João Nascimento considera que as medidas portuguesas “mais restritivas”, anunciadas na quinta-feira, o colocaram menos preocupado com a situação, mas o investigador ainda tem algum “receio” quanto ao possível comportamento da pandemia no país, confiando no trabalho das entidades para perceber o ponto da situação em Portugal. “Nesta altura, temos de confiar nas autoridades, ter calma e tentar fazer o melhor que pudermos nas nossas áreas”, aconselhou.

Em entrevista à RTP3, o pneumologista Filipe Froes, representante da Ordem dos Médicos para as questões ligadas ao novo coronavírus, referiu o número de ventiladores em Portugal está entre 500 e 600 unidades, sendo que uma parte está a ser utilizada para doentes com outras patologias.
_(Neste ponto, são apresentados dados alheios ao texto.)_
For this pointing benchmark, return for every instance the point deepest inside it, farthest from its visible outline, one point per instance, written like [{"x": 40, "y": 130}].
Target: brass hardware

Face a este número, João Nascimento relembra que “nada garante” que a situação no país evolua para que haja falta de equipamento – como aconteceu em Itália.

Num cenário a que espera não chegar, o João “gostaria muito” que o movimento possa ser capaz de contribuir com alguma solução “o mais imediata possível”. “Espero que toda esta entrada de portugueses e de gente competente com vontade de ajudar seja preponderante, caso lá cheguemos​”, confessou João Nascimento, que recusa ficar com os créditos quanto ao sucesso do projecto: “Se há algum mérito a ser atribuído, é aos engenheiros, cientistas, académicos e todos os envolvidos na pesquisa. Eu limitei-me a juntá-las, apenas facilitei o contacto.”